Theme
9:03pm April 15, 2013

We have written about the four Egyptian statues in Bill’s house: Horus, Khnum, Osiris and Anubis before. One of the places in ancient Egypt where these gods and others were worshiped was Heliopolis. 

Heliopolis - city of the Sun

One of the three major cities of ancient Egypt, after Thebes and Memphis, was Heliopolis, “city of the sun” in Greek, was situated in the area of Tell Hisn on the northwestern outskirts of modern Cairo. The ancient Egyptian name was Iunu, or iwnw, meaning pillar. Today it is largely covered by the suburbs of Cairo at el-Matariya and Tell Hisn. It is not situated on the bank of the Nile, but lay inland, to the west of the river, and was connected thereto by an ancient canal. In biblical Hebrew Heliopolis was referred to as, Ôn ( אן ) or Āwen.

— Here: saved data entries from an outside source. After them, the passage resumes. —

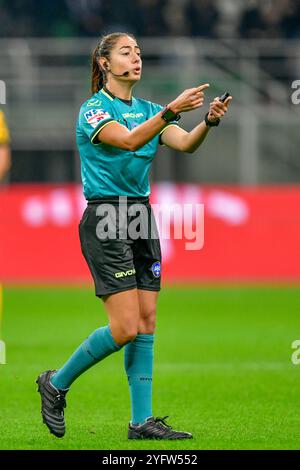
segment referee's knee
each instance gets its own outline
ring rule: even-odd
[[[120,346],[133,341],[138,333],[137,325],[118,325],[112,329],[112,335]]]

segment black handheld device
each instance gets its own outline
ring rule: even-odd
[[[226,100],[226,98],[228,98],[228,96],[230,96],[230,93],[226,91],[225,93],[223,93],[222,96],[220,96],[219,101],[222,101],[222,103],[224,103],[224,101]]]

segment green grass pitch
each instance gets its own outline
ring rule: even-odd
[[[123,351],[83,374],[67,396],[67,433],[40,415],[37,375],[58,368],[99,326],[89,288],[4,290],[0,449],[299,449],[297,287],[165,287],[155,337],[153,411],[191,441],[128,441]]]

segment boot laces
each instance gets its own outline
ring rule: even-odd
[[[161,427],[169,428],[172,429],[172,426],[166,423],[166,419],[169,418],[169,416],[164,416],[163,418],[155,418],[155,423],[158,423]]]
[[[53,408],[58,411],[63,411],[67,406],[65,396],[62,393],[58,393],[54,398]]]

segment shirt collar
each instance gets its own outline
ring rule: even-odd
[[[106,88],[105,85],[103,85],[102,90],[104,91],[105,94],[109,95],[113,100],[114,100],[115,98],[118,98],[118,97],[115,96],[111,91],[109,91],[109,90]],[[101,91],[102,91],[102,90],[101,90]],[[122,101],[122,102],[125,103],[125,104],[128,104],[129,106],[132,105],[132,98],[131,98],[130,100],[124,100],[124,99],[122,99],[122,98],[118,98],[118,100]]]

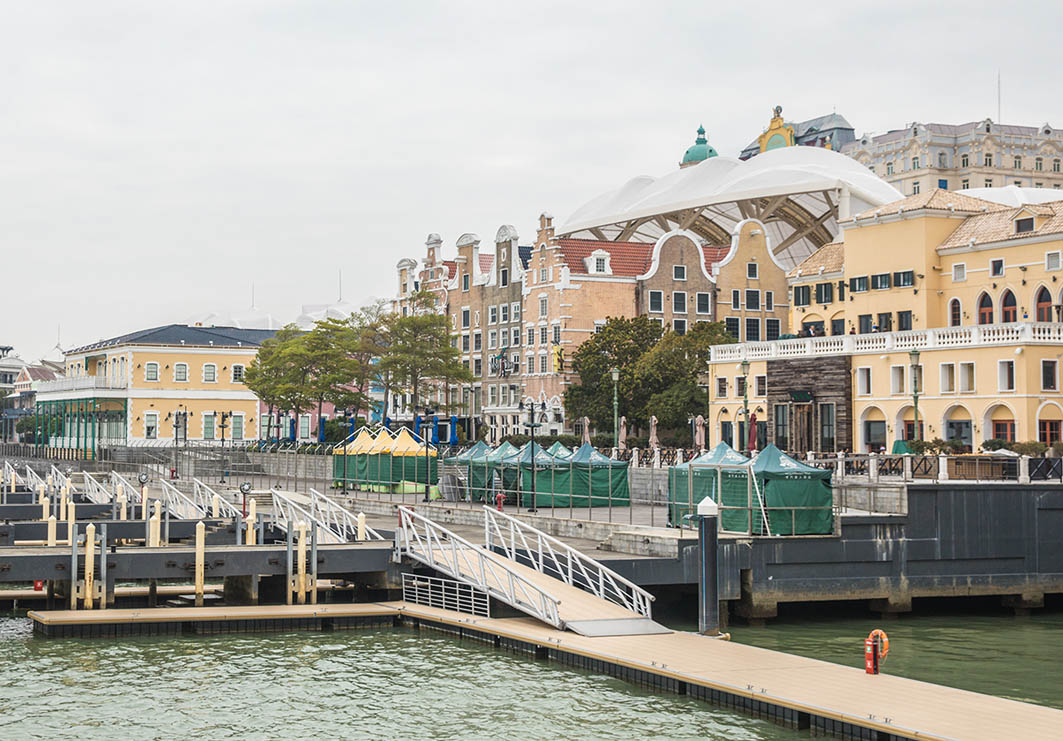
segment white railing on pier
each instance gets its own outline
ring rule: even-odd
[[[48,483],[42,479],[41,475],[34,471],[28,463],[26,464],[26,476],[24,477],[24,480],[26,482],[26,487],[34,493],[38,491],[38,487],[44,486],[47,488],[48,486]]]
[[[18,475],[18,471],[16,471],[15,467],[11,465],[11,461],[5,460],[4,480],[0,483],[3,483],[4,486],[10,486],[12,481],[14,481],[15,485],[18,486],[20,483],[22,483],[22,477]]]
[[[74,490],[74,482],[70,480],[70,477],[56,468],[56,465],[52,464],[52,470],[49,471],[52,475],[52,482],[57,489],[62,489],[65,486],[69,486],[70,490]]]
[[[402,601],[440,610],[491,617],[491,599],[471,584],[403,572]]]
[[[296,527],[300,522],[306,524],[307,530],[316,524],[317,537],[321,543],[345,543],[343,536],[332,531],[324,523],[319,522],[306,508],[282,493],[279,489],[273,489],[273,526],[288,532],[289,528]]]
[[[498,546],[506,558],[530,565],[540,573],[644,617],[652,617],[652,594],[599,561],[505,512],[484,507],[484,543],[488,550]]]
[[[243,517],[240,510],[238,510],[227,498],[214,491],[214,489],[210,488],[199,479],[192,479],[192,504],[204,512],[209,513],[208,516],[210,517],[214,516],[215,497],[217,497],[218,501],[218,517],[225,518],[226,520]]]
[[[358,540],[357,516],[317,489],[310,490],[309,512],[319,524],[339,535],[344,542],[353,543]],[[369,525],[363,525],[363,527],[365,527],[366,540],[385,540],[383,535]]]
[[[198,504],[189,499],[183,491],[169,481],[159,479],[159,483],[162,484],[161,499],[171,516],[179,517],[182,520],[201,520],[210,517],[210,513],[207,510],[200,509]]]
[[[563,629],[558,600],[487,549],[474,545],[432,520],[399,507],[395,548],[447,576],[471,584],[521,612]]]
[[[38,394],[54,393],[58,391],[82,391],[89,389],[115,389],[121,390],[126,387],[124,378],[112,376],[69,376],[58,378],[54,381],[41,381],[37,385]]]
[[[140,487],[132,484],[118,471],[111,471],[111,486],[114,488],[115,496],[118,496],[118,485],[122,485],[122,494],[125,495],[125,500],[129,504],[143,504],[141,501]]]
[[[85,497],[93,504],[110,504],[114,494],[97,481],[95,476],[85,471]]]

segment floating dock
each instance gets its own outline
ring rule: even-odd
[[[846,739],[1059,739],[1063,711],[694,633],[590,637],[533,618],[485,618],[408,602],[31,611],[44,636],[119,637],[407,625],[696,697]]]

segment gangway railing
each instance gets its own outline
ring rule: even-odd
[[[240,510],[227,498],[199,479],[192,479],[192,503],[204,512],[208,512],[210,517],[214,516],[215,497],[217,497],[218,502],[218,517],[223,517],[227,520],[243,517]]]
[[[48,485],[48,482],[42,479],[41,475],[33,470],[33,467],[28,463],[26,464],[26,475],[23,480],[26,482],[26,487],[32,492],[36,492],[40,486]]]
[[[358,518],[339,502],[322,494],[317,489],[310,490],[310,515],[318,524],[327,527],[343,538],[344,542],[358,541]],[[363,523],[366,540],[385,540],[384,536]]]
[[[601,562],[505,512],[484,507],[484,543],[506,558],[584,589],[644,617],[652,617],[654,596]]]
[[[56,488],[69,487],[70,491],[74,490],[74,482],[70,480],[69,476],[60,471],[54,463],[49,473],[52,475],[52,481],[55,483]]]
[[[271,491],[273,492],[272,523],[274,527],[287,533],[290,528],[297,526],[300,522],[306,523],[308,529],[316,523],[318,526],[317,537],[322,543],[346,542],[341,535],[316,520],[313,515],[291,497],[286,496],[278,489],[272,489]]]
[[[210,517],[210,513],[207,510],[200,509],[198,504],[189,499],[183,491],[169,481],[159,479],[159,483],[162,484],[162,497],[160,498],[163,504],[166,505],[166,511],[172,516],[179,517],[182,520],[200,520]]]
[[[85,497],[93,504],[110,504],[114,494],[97,481],[95,476],[85,471]]]
[[[395,549],[400,555],[471,584],[559,630],[564,629],[564,621],[558,613],[558,599],[517,571],[513,562],[470,543],[406,507],[399,507],[399,522]]]
[[[22,482],[22,477],[18,475],[18,471],[11,465],[11,461],[4,461],[4,480],[0,483],[10,486],[12,481],[18,486]]]
[[[125,495],[125,500],[129,504],[143,504],[141,501],[140,487],[130,483],[122,474],[118,471],[111,471],[111,486],[114,487],[115,496],[118,495],[118,485],[122,485],[122,493]]]
[[[491,617],[491,600],[471,584],[455,579],[440,579],[438,576],[422,576],[404,572],[402,575],[402,601],[440,610],[465,612],[480,617]]]

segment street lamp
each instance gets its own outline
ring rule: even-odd
[[[517,408],[523,410],[524,402],[522,401],[520,404],[518,404]],[[546,411],[545,401],[540,403],[540,409],[542,409],[544,412]],[[529,499],[529,503],[531,504],[531,506],[528,507],[528,511],[535,512],[535,428],[542,427],[542,425],[539,422],[535,421],[534,401],[528,403],[528,421],[525,424],[530,430],[531,434],[531,498]],[[517,507],[520,507],[520,495],[518,494],[517,497]]]
[[[742,361],[742,416],[745,418],[746,427],[749,427],[749,361]],[[749,430],[738,441],[738,449],[749,452]]]
[[[620,369],[614,367],[609,371],[613,377],[613,447],[620,447],[620,401],[616,395],[616,385],[620,381]]]
[[[919,351],[912,350],[909,352],[908,359],[911,361],[912,411],[915,415],[915,439],[922,440],[923,433],[919,429]]]
[[[429,489],[432,485],[432,477],[429,476],[429,472],[431,471],[432,467],[428,461],[428,415],[430,414],[432,415],[432,419],[434,422],[436,414],[435,410],[425,407],[424,424],[421,426],[421,439],[424,440],[424,501],[426,502],[431,501],[431,497],[429,497]]]

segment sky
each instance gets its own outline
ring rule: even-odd
[[[466,232],[522,243],[695,129],[1063,125],[1063,4],[7,3],[0,345],[361,304]]]

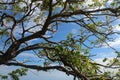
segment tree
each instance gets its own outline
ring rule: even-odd
[[[43,71],[57,69],[73,75],[74,80],[119,78],[119,71],[111,77],[110,72],[103,73],[100,68],[119,69],[120,53],[107,43],[119,34],[112,24],[119,19],[119,3],[119,0],[91,0],[91,3],[87,0],[1,0],[0,43],[4,45],[0,49],[0,65]],[[79,34],[70,33],[66,40],[52,41],[63,23],[79,26]],[[35,42],[30,42],[34,39]],[[108,65],[91,60],[90,50],[104,44],[118,54]],[[17,60],[25,51],[33,51],[43,59],[41,66]]]
[[[8,80],[8,77],[11,77],[12,80],[19,80],[20,76],[24,76],[26,75],[28,69],[26,68],[20,68],[20,69],[16,69],[10,73],[8,73],[8,75],[0,75],[1,80]]]

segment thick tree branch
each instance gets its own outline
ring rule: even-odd
[[[56,14],[56,15],[53,15],[52,18],[54,19],[54,18],[57,18],[57,17],[71,17],[73,15],[88,15],[88,14],[91,14],[91,13],[96,13],[96,12],[101,12],[101,11],[110,11],[113,14],[117,14],[117,13],[120,12],[119,10],[120,10],[120,7],[117,7],[115,9],[113,9],[113,8],[103,8],[103,9],[95,9],[95,10],[89,10],[89,11],[76,10],[76,11],[73,11],[73,12],[63,12],[62,14]],[[116,16],[119,16],[119,15],[120,14],[118,14]]]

Heliopolis was the capital of the 13th Lower Egyptian nome. By the time of the Old Kingdom, the city was a centre of astronomy as reflected in the title of its high priest, “Chief of Observers” or “Greatest of Seers”. The Priests of Heliopolis were also responsible for the Calendars and therefore the “Keepers of Time“.This title was held by Imhotep during the 3rd Dynasty reign of King Djoser Netjerikhet, and dates earlier to the reign of Khasekhemwy in the 2nd Dynasty.

Heliopolis also had a reputation for learning and theological speculation, which it retained into Graeco-Roman times when Heliopolis flourished as a seat of learning; the schools of philosophy and astronomy are claimed to have been frequented by Orpheus, Homer, Pythagoras, Plato, Solon, and other Greek philosophers. Much of that learning centred on the role of the sun in creation and maintenance of the world and in the persons of the gods Atum ("the evening sun") and Re-Horakhty (literally Ra, [who is] Horus of the Two Horizons).

 One of the earliest, richest and most influential of theological traditions, centred in Heliopolis was summarised in the concept of the Ennead, the group of nine gods that embodied the creative source and chief forces of the universe. By the beginning of the Old Kingdom that system had been formulated into a coherent philosophy and it dominated Egyptian thought for the next three thousand years.

Pyramid Text Utterance 600 records this theology: “Atum-Kheprer, you have come to be high on the hill, you have arisen on the Benben stone in the mansion of the Benu-bird in Heliopolis, you spat out Shu, you expectorated Tefnut, and you put your two arms around them as the arms of a ka-symbol, so that your ka might be in them. O great Ennead which is in Heliopolis: Atum, Shu, Tefnut, Geb, Nut, Osiris, Isis, Set, Nephthys—-children of Atum, extend his heart to his child, the king, in your name of Nine Bows.”

 In the time of the major prophets, Isaiah made a reference to the City of the Sun as one of the five cities of Egypt that would come to speak Hebrew. However he made a wordplay on “city of the sun” (’ir hašemeš) by writing ’ir haheres which literally means “city of destruction”. These play of words were a prophetic description later reinforced by both Jeremiah and Ezekiel.